Before the cancer, Jeff struggled at times with growing older and not being able to do things as he had before. He felt a bit more winded on the ice when he played hockey compared to the younger guys. It was challenging for Jeff to not be really good at things, because normally he always was. So the irony of this for him…going from a guy who tried out for Red Bull crashed ice skating competitions and with his team, won the North American Pond Hockey Championships (even with terminal cancer) too many times to count, to someone who was in a quadriplegic wheelchair that he could only take being in for 30 minutes a day due to the pressure on his lower back was a prison sentence for him.
Yet, he still wanted to stay. He was holding on for the girls and me. Right to the very end, he was pushing himself to stay alive. We wanted every day together we could get.
We were so in love and we were so scared. He desperately didn’t want to leave us.
It felt impossible to believe with my heart that Jeff could die even though cognitively I was very aware that he was a very sick man. I let his body do what it needed to. If he didn’t want to eat, I didn’t force him. Even if it was days without food at the end. His doctor told me this was part of the dying process.
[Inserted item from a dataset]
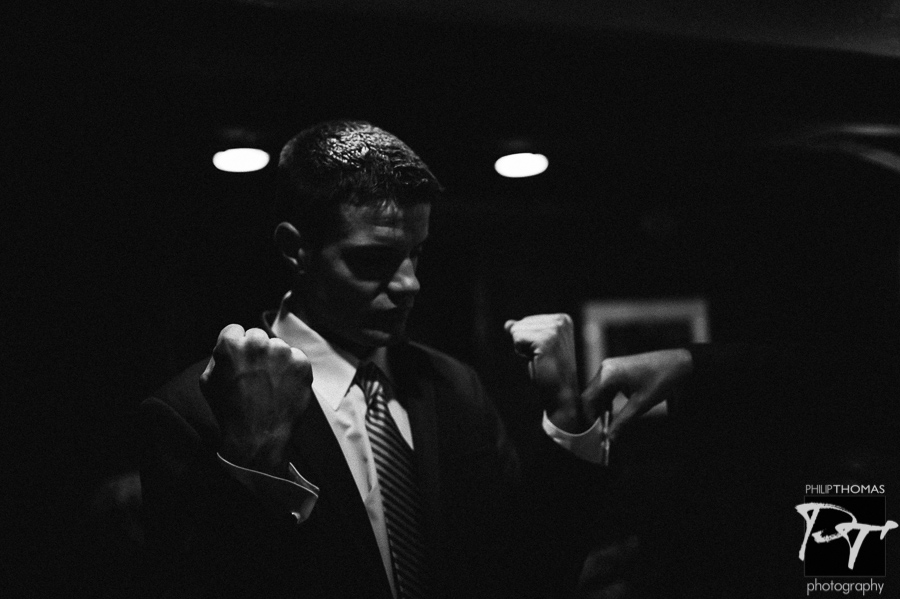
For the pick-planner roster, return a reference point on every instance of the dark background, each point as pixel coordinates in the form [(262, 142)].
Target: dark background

I focused all of my energy on being with him. Loving him. And making him as comfortable as possible. Even though, my heart was breaking the entire time. But, I had to let him go because as long as I kept fighting, I knew he would too. It was time to put down the boxing gloves and just be with each other and really soak in every moment we had left.
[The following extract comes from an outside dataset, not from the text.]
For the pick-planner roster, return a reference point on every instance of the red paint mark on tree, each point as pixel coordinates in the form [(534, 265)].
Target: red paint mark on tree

After Jeff died, it left a massive hole in my life and in our daughters’ lives. People say that death gets easier with time. Maybe that is so. I haven’t gotten there yet and not sure if I ever will. Jeff dying at this stage in his life, in our girls’ lives, and in my life, still feels tragic to me. We were all so blessed. And I do believe we have a love that lives on forever. But, it still hurts.
As I look at our girls, sometimes I can’t help but smile when I see our eldest have a grin on her face that looks just like her Dad. Or when our little one scores a goal or makes a great save as a goalie in sports. He is still all around us.
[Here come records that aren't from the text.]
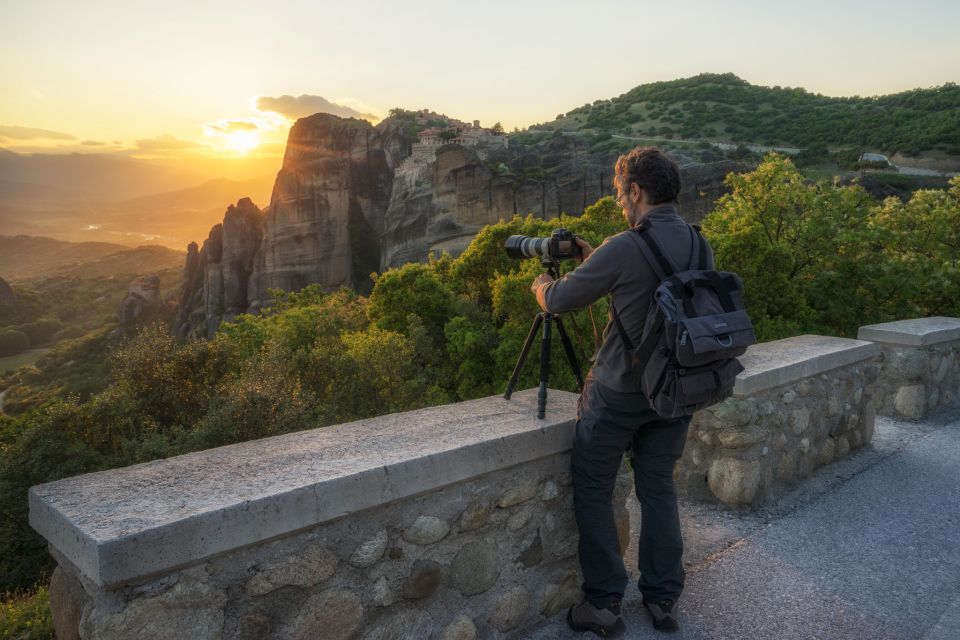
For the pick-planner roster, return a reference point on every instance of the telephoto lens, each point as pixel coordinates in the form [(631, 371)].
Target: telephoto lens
[(520, 247), (559, 246)]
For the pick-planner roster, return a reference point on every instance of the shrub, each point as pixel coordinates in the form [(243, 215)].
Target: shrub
[(13, 342)]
I know I wouldn’t have been the person I am today without knowing and loving Jeff Oestreicher. He made me more grounded, empathic, kind, and he loved me completely and unconditionally - the kind of love I had thought before was only possible between a parent and a child. And because I was loved that deeply, I now love even deeper. I share this love with our daughters, our family, our friends, and myself.
I wish Jeff could be here today on his birthday. Oh, the things we would do! But I am thankful every day to have been loved by this amazing man and for the gift of our daughters that he is so very much a part of.
Happy birthday, honey. I love you. I love you. I love you.